TIPS placement was performed according to standard clinical practice by two experienced interventional radiologists (JT, AW) in one tertiary center, guided by fluoroscopy and ultrasound with the help of a gastroenterology fellow. Covered stent grafts (TIPS Endoprosthesis, Viatorr, GORE, Arizona, AZ, USA) were used in all patients. Portal and hepatic venous pressure were measured invasively using a pressure transducer system and multichannel monitoring. Stent graft was dilatated after a consensus according to measured portosystemic pressure gradient (PSG) before and after TIPS placement. In case of esophageal varices observed on post-TIPS portography, the varices were embolized using Histoacryl and 0.035-inch metal coils (Cook medical, Bloomington, IN, USA). The arterial pressure and the heart rate were monitored noninvasively. The patients were under light or no sedation, except for the emergency TIPS, where unstable patients had assisted ventilation.

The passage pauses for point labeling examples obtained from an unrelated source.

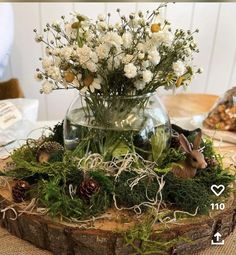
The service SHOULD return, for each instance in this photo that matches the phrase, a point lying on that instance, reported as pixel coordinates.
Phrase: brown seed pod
(156, 27)
(75, 25)
(87, 81)
(87, 188)
(20, 191)
(69, 76)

Subsequent outpatient care, including a noninvasive ultrasound control as well as laboratory results, was performed on a regular basis according to hospital standards. TIPS malfunction was supposed in the absence of a doppler ultrasound flow, abnormal velocity (<50 cm/s or >200 cm/s), or a significant change in velocity with respect to previous ultrasound examination. In such cases, an invasive hemodynamic study and digital subtraction portography were performed.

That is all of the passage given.